23009번 - Rock Paper Scissors 서브태스크스페셜 저지다국어

You and your friend like to play Rock Paper Scissors. Each day you play exactly $60$ rounds and at the end of each day, you tally up the score from these $60$ rounds.

During each round, without any knowledge of the other person's choice, you each make your choice. Then, you both reveal the choice you made and determine your score. Rock wins over Scissors, Scissors wins over Paper, and Paper wins over Rock. Let R represent Rock, P represent Paper, and S represent Scissors. Every day you both agree on values $W$ and $E$. If your choice wins, you get $W$ points. If you and your friend both pick the same choice, you get $E$ points. If your choice loses, you get nothing.

By accident, you see your friend's strategy written in an open notebook on a desk one day. Your friend keeps track of how many times you have chosen R, P, and S so far during one day. Let $A_i$ be your choice of R, P, or S on round $i$, while $B_i$ is your friend's choice on the same round. Let $r_i$ be the number of times $A_j=$ R for $1 \le j \le (i - 1)$. Similarly, let $p_i$ and $s_i$ be the total number of times you have chosen P and S, respectively, prior to round $i$.

On round $1$ of each day, $i=1$ and $r_1=s_1=p_1=0$, and your friend plays randomly due to the lack of information (i.e. your friend chooses each option with probablity $1/3$). On every subsequent round, your friend decides $B_i$ by choosing R with probability $Pr[$R$]=s_i/(i-1)$, P with probability $Pr[$P$]=r_i/(i-1)$, and S with probability $Pr[$S$]=p_i/(i-1)$. This strategy is adaptive and tough to beat!

You are going on vacation for the next $T$ days. You must leave your assistant with instructions on what choice to pick each round each day. Let integer $X$ be the average reward you are aiming for in this game after $T$ days. Given $W$ and $E$ (different values for different days), provide your instructions as a string of $60$ characters, ordered from round $1$ to round $60$. Each character represents your choice for the corresponding round. Your goal is to choose your set of instructions so that the average expected value of the reward across all the days of your gameplay is at least $X$. Note that you can choose different instructions for different values of $W$ and $E$.
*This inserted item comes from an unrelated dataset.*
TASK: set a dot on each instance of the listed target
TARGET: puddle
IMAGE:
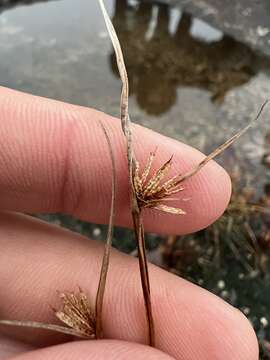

The first line of the input gives the number of days, $T$. The second line contains an integer $X$, your targeted average reward after these $T$ days. Then the description of $T$ days follows. Each day is described as two integers $W$ and $E$. $W$ is how much you get if your choice wins for each round that day. $E$ is how much you get for each round when your choice is the same as your friend's choice.

All the tests (except the sample test below) are generated as follows. We choose $50$ different values $G$ between $5$ and $95$ (with uniform distribution). Then for each of these values, there will be $4$ days, with $W$ equal to $10 \times G$ and $E$ equal to $W$, $\frac{W}{2}$, $\frac{W}{10}$, and $0$. Do not assume anything about the order of these days.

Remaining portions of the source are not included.